I think there’s a big difference between being able to identify an AI by talking to it and being able to identify something written by an AI, especially if a human has looked over it for obvious errors.
What you are describing is true of older LLMs. GPT4, it’s less true of. GPT5 or whatever it is they are training now will likely begin to shed these issues.
The shocking thing that we discovered that lead to all of this is that this sort of LLM continues to scale in capabilities with the quality and size of the training set. AI researchers were convinced that this was not possible until GPT proved that it was.
So the idea that you can look at the limitations of the current generation of LLM and make blanket statements about the limitations of all future generations is demonstrably flawed.

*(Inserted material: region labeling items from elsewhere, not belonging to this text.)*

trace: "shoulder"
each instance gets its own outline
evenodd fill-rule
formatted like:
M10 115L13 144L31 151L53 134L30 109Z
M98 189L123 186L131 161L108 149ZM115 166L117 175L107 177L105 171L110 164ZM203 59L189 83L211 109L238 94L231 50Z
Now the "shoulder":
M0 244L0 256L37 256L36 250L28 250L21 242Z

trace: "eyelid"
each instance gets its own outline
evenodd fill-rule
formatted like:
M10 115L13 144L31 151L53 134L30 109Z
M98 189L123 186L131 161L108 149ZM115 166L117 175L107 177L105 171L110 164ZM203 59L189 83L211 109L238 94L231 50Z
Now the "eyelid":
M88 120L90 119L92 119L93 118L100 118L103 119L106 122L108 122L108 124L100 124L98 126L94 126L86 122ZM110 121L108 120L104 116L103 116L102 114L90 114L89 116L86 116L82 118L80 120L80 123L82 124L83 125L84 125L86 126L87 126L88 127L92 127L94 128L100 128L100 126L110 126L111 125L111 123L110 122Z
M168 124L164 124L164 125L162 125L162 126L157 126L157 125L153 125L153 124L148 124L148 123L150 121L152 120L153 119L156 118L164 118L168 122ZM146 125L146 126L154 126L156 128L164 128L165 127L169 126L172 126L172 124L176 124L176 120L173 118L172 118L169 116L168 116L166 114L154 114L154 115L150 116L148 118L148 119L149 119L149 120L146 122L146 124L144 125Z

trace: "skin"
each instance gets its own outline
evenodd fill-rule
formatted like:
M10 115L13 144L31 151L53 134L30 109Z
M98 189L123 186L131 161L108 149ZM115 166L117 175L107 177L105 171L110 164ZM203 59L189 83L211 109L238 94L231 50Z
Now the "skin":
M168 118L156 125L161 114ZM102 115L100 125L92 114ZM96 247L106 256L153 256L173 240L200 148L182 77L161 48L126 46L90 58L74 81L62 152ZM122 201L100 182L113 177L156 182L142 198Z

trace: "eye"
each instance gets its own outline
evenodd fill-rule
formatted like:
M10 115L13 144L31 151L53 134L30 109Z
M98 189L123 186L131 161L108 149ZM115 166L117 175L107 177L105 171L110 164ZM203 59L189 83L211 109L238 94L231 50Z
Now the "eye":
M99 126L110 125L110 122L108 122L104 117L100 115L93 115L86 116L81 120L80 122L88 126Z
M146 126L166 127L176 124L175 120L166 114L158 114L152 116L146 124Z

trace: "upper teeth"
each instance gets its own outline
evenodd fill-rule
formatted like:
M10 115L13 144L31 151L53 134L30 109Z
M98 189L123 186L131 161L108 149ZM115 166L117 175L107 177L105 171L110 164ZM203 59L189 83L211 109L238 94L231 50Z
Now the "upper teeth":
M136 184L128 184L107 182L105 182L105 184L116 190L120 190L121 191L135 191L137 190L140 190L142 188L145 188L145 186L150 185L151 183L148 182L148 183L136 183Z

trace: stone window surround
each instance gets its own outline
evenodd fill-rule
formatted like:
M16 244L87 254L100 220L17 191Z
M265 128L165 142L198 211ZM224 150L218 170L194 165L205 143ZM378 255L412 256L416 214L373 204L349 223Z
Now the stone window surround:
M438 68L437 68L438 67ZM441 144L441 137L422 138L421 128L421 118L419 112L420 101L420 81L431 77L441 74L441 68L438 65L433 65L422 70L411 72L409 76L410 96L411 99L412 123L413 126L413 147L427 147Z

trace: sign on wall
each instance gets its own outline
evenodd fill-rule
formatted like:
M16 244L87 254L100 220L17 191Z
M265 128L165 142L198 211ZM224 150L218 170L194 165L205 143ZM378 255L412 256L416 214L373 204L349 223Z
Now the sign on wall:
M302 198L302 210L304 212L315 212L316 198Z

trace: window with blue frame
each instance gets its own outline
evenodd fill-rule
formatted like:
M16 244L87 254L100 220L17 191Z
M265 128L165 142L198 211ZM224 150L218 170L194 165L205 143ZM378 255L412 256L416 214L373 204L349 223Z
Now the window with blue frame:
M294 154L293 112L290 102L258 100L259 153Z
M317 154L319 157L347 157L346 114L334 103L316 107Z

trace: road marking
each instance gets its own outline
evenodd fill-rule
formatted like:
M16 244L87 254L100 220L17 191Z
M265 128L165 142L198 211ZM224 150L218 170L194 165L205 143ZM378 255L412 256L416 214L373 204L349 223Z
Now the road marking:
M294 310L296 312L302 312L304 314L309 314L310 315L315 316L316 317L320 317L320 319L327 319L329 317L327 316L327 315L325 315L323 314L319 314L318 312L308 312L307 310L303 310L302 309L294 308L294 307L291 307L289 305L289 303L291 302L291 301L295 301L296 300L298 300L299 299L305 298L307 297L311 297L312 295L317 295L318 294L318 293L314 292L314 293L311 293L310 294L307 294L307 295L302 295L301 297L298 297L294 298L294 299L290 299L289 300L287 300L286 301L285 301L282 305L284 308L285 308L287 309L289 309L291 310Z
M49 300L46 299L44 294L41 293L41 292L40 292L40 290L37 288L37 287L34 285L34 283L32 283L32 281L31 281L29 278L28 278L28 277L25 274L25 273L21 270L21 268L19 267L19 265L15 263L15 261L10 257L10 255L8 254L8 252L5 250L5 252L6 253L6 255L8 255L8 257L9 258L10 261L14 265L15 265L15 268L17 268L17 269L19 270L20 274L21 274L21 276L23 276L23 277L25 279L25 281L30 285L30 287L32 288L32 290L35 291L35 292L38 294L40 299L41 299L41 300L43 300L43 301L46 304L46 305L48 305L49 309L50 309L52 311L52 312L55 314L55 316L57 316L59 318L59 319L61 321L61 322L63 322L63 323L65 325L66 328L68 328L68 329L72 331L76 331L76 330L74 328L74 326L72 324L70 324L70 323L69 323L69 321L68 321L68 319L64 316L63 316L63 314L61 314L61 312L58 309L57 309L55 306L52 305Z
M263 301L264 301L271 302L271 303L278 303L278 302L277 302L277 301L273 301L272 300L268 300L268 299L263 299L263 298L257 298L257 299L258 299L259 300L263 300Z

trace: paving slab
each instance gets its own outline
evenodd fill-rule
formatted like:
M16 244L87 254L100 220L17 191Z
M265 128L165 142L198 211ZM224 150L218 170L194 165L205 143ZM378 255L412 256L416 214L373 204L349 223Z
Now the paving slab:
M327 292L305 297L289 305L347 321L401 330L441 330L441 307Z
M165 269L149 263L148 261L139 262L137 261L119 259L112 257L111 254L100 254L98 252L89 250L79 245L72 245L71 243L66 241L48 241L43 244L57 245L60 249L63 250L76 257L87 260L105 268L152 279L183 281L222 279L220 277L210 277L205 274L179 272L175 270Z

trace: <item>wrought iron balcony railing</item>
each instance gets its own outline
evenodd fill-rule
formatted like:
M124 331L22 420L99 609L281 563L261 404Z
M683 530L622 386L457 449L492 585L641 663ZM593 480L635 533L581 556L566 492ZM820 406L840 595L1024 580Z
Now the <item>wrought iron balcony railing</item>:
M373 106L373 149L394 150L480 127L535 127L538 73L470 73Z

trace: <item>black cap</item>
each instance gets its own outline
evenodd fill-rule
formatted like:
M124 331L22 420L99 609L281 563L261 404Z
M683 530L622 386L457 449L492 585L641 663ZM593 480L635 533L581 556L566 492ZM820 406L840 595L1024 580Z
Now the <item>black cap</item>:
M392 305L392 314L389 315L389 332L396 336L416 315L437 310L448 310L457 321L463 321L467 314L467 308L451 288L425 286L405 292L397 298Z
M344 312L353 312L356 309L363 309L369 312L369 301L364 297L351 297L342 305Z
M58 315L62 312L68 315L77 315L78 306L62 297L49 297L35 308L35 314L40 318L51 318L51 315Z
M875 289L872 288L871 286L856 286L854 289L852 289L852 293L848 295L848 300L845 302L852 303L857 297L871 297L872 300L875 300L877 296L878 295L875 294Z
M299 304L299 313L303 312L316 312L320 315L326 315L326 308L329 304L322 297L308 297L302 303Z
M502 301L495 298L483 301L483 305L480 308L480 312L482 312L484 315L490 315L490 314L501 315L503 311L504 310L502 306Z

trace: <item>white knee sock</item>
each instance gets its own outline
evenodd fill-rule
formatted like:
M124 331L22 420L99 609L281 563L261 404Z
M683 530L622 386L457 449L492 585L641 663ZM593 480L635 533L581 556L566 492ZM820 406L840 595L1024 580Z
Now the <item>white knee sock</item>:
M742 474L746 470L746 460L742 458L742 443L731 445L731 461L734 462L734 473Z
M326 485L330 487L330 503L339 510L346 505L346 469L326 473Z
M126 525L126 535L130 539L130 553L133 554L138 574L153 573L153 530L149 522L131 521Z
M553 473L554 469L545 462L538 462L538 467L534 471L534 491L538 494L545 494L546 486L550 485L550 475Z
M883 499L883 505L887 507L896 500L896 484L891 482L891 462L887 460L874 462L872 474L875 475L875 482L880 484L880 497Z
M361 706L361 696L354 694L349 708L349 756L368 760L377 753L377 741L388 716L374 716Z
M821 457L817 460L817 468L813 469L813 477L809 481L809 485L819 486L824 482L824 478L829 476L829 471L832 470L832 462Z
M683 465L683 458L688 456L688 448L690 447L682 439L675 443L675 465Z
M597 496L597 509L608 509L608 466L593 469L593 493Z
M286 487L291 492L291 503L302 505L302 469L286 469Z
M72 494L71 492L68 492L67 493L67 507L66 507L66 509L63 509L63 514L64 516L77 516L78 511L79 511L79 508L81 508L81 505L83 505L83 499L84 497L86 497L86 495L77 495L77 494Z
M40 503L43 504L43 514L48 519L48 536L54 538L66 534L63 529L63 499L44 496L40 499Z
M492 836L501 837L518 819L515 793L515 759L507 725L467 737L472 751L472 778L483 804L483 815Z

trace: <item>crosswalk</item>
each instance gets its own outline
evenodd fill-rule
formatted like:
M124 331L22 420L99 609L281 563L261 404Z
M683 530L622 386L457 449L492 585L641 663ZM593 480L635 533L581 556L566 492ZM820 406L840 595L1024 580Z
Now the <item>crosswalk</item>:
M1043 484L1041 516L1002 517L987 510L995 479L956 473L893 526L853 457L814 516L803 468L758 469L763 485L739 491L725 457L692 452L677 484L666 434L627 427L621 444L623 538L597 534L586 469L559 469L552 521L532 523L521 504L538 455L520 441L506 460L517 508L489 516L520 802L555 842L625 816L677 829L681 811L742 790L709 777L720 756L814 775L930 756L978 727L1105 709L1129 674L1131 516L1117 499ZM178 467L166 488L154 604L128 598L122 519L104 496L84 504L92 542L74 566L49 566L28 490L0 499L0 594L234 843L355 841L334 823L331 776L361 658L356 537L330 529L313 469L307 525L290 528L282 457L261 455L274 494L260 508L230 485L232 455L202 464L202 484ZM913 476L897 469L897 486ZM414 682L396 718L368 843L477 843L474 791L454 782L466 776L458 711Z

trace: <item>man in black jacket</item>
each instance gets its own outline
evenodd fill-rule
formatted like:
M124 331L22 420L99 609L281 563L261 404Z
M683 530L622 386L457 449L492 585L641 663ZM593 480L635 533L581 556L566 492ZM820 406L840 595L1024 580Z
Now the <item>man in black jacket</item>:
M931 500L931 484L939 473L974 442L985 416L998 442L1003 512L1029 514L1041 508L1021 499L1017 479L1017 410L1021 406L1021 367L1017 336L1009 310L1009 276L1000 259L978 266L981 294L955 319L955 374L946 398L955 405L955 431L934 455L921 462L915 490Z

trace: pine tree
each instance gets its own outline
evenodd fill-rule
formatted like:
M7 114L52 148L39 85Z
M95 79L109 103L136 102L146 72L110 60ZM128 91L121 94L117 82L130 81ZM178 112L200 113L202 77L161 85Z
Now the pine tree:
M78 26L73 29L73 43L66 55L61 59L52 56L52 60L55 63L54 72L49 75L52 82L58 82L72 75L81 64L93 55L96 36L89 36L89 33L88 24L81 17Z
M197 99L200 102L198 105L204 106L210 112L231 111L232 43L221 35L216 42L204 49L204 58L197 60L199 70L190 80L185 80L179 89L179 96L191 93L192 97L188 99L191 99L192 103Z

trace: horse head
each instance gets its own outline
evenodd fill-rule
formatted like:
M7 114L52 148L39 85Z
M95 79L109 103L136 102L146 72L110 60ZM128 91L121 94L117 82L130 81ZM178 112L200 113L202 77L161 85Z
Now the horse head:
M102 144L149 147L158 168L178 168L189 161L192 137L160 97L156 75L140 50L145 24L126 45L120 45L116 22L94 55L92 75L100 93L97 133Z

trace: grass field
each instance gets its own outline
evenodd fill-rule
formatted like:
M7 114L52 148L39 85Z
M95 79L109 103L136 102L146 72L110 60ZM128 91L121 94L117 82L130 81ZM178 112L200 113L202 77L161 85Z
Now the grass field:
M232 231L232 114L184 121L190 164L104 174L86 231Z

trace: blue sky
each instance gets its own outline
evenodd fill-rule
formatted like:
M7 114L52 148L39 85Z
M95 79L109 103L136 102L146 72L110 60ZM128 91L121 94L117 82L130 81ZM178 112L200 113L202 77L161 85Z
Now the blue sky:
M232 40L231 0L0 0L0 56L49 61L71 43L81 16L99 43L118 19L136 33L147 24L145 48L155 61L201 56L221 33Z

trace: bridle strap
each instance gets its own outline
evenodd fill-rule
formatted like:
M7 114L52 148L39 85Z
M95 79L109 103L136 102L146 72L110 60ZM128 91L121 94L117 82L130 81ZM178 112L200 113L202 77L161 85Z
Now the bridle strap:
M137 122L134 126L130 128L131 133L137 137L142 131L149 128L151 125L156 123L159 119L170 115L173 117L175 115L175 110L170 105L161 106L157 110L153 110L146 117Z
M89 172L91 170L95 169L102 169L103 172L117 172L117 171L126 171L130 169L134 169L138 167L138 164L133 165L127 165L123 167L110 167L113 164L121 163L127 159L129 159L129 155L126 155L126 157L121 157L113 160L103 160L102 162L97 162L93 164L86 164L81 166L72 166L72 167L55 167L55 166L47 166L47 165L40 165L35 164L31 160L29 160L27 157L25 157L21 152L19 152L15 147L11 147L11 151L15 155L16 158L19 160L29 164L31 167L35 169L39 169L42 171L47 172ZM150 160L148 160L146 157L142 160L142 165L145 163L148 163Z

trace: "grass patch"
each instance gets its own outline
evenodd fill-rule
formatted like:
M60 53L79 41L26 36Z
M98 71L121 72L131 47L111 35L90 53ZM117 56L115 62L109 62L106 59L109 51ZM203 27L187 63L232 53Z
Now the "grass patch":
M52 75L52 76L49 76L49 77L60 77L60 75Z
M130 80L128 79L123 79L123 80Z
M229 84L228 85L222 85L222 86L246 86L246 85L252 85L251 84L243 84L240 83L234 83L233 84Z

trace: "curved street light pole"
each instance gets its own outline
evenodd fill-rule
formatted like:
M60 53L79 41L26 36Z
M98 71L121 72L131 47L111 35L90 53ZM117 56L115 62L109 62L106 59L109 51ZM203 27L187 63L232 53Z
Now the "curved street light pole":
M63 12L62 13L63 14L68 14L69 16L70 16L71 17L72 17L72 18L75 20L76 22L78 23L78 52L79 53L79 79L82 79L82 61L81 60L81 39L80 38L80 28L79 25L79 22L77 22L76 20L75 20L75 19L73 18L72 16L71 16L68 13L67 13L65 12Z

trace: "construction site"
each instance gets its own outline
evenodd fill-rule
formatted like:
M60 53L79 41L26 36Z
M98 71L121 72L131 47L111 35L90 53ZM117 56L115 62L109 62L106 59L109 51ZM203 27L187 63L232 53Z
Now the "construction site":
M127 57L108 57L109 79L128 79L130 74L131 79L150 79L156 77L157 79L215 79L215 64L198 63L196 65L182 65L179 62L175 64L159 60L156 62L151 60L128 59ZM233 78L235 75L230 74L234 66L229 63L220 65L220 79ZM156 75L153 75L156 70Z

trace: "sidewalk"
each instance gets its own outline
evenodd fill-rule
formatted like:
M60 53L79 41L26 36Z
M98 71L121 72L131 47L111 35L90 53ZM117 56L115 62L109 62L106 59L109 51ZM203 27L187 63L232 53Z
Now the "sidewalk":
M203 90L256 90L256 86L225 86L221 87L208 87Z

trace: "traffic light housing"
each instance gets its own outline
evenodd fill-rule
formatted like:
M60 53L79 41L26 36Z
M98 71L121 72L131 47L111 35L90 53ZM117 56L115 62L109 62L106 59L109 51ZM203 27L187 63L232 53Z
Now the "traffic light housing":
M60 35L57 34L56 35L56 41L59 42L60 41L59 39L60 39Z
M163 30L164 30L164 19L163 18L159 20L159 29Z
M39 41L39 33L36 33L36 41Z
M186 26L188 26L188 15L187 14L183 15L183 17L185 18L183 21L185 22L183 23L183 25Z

They cannot be anything other than stochastic parrots because that is all the technology allows them to be. They are not intelligent, they don’t understand the question you ask or the answer they give you, they don’t know what truth is let alone how to determine it. They’re just good at producing answers that sound like a human might have written them. They’re a parlour trick. Hi-tech magic 8balls.
Are you referring to humans or AI? I’m not sure you’re wrong about humans…
FFS
Sam Altman is a know-nothing grifter. HTH
Have you even read the article?
IMO it does not do a good job of disproving that “humans are stochastic parrots”.
The example with the octopus isn’t really about stochastic parrots. It’s more about how LLMs are not multi-modal.
That article is super helpful.
Thanks!
Chad comment right here…
I’m no GPT booster, but I think that the real problem with detectability here
is that it requires you to know the subject and content already, and to be giving the paper a relatively detailed reading. For a rube reading the paper, trying to learn from it - a lot of GPT content is easily mistaken as legitimate. And it’s getting better. We’re not safe simply assuming that AI today is as good as it will ever get and the clear errors we can detect cannot ever be addressed.
Penetrating academic writing, for academics, is probably one of the highest barriers of any writing task, AI or not.
But being dismissive of the threat of AI content because it’s not able to convincingly fake some of the hardest writing that real people do is maybe sidestepping a lot of much more casual writing - that still carries significance and consequence.